Bupati Jayapura Yunus Wonda dalam keterangan di Sentani, Jumat, mengatakan bendungan di Kampung Benyom Jaya 1 yang sempat dibangun oleh Pemerintah Provinsi Papua kini memerlukan perbaikan menyeluruh karena sejumlah bagian susah rusak dan tidak berfungsi optimal bagi pertanian masyarakat.
"Pemerintah dan masyarakat adat sudah satu pandangan, bendungan ini harus dihidupkan kembali karena menjadi utar nadi pertanian masyarakat, kita akan bergerak bersama agar wilayah ini kembali produktif," katanya.
Menurut Yunus, pemerintah daerah bersama masyarakat adat telah menyepakati langkah bersama untuk menata ulang kawasan tersebut agar kembali menjadi penopang pertanian, peternakan, dan perkebunan di wilayah Grimenawa.

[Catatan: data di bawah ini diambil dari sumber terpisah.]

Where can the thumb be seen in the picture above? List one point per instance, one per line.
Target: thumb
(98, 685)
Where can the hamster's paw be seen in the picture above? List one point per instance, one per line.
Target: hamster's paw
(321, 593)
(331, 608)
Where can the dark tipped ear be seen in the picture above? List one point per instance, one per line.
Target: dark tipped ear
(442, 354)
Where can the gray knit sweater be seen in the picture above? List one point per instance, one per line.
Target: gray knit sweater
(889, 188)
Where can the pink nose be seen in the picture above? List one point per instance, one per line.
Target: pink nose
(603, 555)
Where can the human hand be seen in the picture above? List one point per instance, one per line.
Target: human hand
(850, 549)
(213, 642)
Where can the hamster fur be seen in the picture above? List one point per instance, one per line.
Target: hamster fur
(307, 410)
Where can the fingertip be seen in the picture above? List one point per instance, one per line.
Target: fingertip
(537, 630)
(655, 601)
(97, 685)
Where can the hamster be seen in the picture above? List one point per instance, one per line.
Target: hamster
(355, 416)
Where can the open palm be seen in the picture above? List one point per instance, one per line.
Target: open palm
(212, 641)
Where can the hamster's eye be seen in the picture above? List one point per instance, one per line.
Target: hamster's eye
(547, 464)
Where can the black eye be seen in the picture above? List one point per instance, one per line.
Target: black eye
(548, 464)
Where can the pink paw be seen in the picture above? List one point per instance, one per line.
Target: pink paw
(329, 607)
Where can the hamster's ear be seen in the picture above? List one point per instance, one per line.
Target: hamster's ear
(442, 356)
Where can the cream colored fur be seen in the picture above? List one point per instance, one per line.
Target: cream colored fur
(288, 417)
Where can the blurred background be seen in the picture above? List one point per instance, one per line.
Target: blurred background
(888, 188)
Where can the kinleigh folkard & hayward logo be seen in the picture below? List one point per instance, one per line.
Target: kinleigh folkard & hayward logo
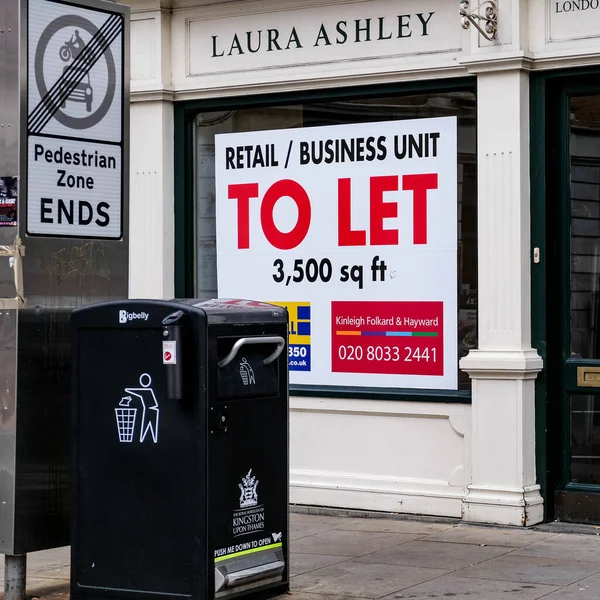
(250, 517)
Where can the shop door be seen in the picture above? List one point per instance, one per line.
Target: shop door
(574, 305)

"Pelibatan anak muda lokal akan menjadi bagian penting dalam perawatan dan pengawasan bendungan, pemerintah berencana menyiapkan fasilitas tinggal bagi mereka agar kegiatan pemerintahan dapat berkelanjutan," ujarnya.
Dia menjelaskan, ia juga meninjau lokasi sumber air bersih di Kampung Berap yang akan dikelola bersama PDAM Jayapura melalui pembangunan bak penampung dan jaringan pipanisasi untuk menyalurkan air ke tiga distrik di wilayah pembangunan III.
"Penyediaan air bersih menjadi prioritas dasar pemerintah daerah agar masyarakat tidak lagi bergantung pada sumber air sumur yang terbatas, terutama di kawasan pedalaman Lembah Grimenawa," katanya lagi.
Dia menambahkan, pengelolaan terpadu bendungan dan sumber air bersih dapat menjadi langkah nyata menuju kesejahteraan warga Lembah Grimenawa melalui ketersediaan infrastruktur dasar yang mendukung kehidupan dan ekonomi masyarakat.
"Air bersih merupakan kebutuhan mendasar, kami ingin memastikan sumber air di Berap ini bisa dimanfaatkan dan dikelola bersama pemilik hak ulayat secara adil," ujarnya lagi.